Patient health and public health
Patient health
No patients will get legal medicine for years and years. The Fiscal Note for SB3 says two to three years after enactment.
But first, 3 people have to appoint a “Production Commission.” (What if they drag their feet?)
Second, That Commission decides on “qualifications and requirements for licensure of suppliers.” How do you decide on how to pick winners? That’s hard. That’s a can of worms that the bill kicks down the road.
Third, people apply for licenses.
Fourth, HHS picks 20 semi-finalists.
Fifth, the Commission picks ten winners.
Sixth is when the trouble starts.
Georgia legalized medical cannabis oil in April 2015, with a seven-member commission to pick licensees. Losers complained, and protested, and went to court. After all that fighting, the first sale took place over 8 years after the Governor signed the bill.
Unrestricted licensing – where everyone can get a license – would speed time to market, but has proved disastrous in Oklahoma for law enforcement and industry.
We can get medicine to patients faster if the state keeps control.

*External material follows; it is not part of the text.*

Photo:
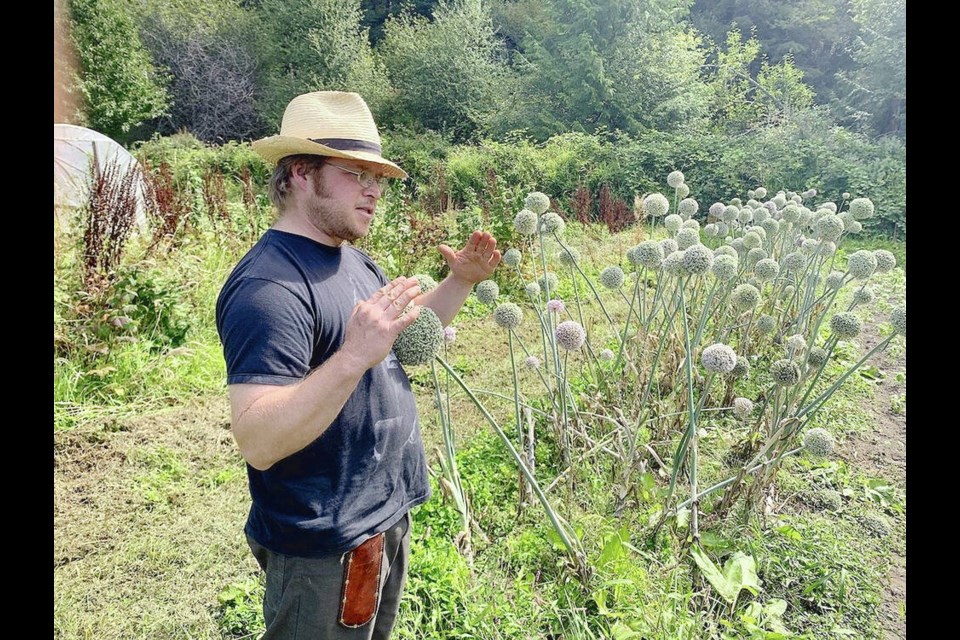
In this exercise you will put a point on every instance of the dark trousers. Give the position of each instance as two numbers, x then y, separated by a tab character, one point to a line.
307	598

That’s about patient health.
Public health
I’m against arresting people for using marijuana, but marijuana makes people nervous. It’s a slippery slope from medical to recreational. The government can’t readily describe and limit medical use. No one can.

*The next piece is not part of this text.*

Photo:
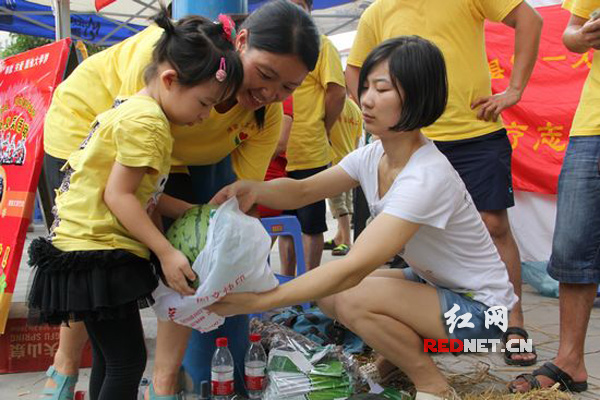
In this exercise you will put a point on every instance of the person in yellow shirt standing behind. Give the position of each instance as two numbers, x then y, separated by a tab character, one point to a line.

Some people overdo marijuana. Former California Gov. Jerry Brown worried, “how many people can get stoned and still have a great state or a great nation?”

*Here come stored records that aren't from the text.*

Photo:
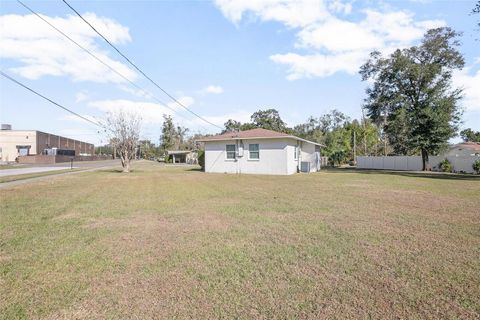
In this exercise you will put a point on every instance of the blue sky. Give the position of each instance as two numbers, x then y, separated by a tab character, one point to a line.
224	59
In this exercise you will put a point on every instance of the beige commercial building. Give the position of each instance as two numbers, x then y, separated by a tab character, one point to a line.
15	143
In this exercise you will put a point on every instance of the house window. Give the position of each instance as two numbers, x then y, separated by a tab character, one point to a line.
230	151
254	151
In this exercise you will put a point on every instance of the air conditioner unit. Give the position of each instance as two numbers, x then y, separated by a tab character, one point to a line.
305	166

Baptist teetotaler and Republican prohibitionist John D. Rockefeller Jr., said about liquor: “only as the profit motive is eliminated is there any hope of controlling the liquor traffic in the interest of a decent society.” That’s what he said as Prohibition ended, and he recommended what we did: sell alcohol through state stores.
Louisiana’s land grant universities have a monopoly on producing medical marijuana there (incidentally proving federal illegality a non-issue for state sales).
We can keep the noise down and promote public health better if the state keeps control of medical marijuana.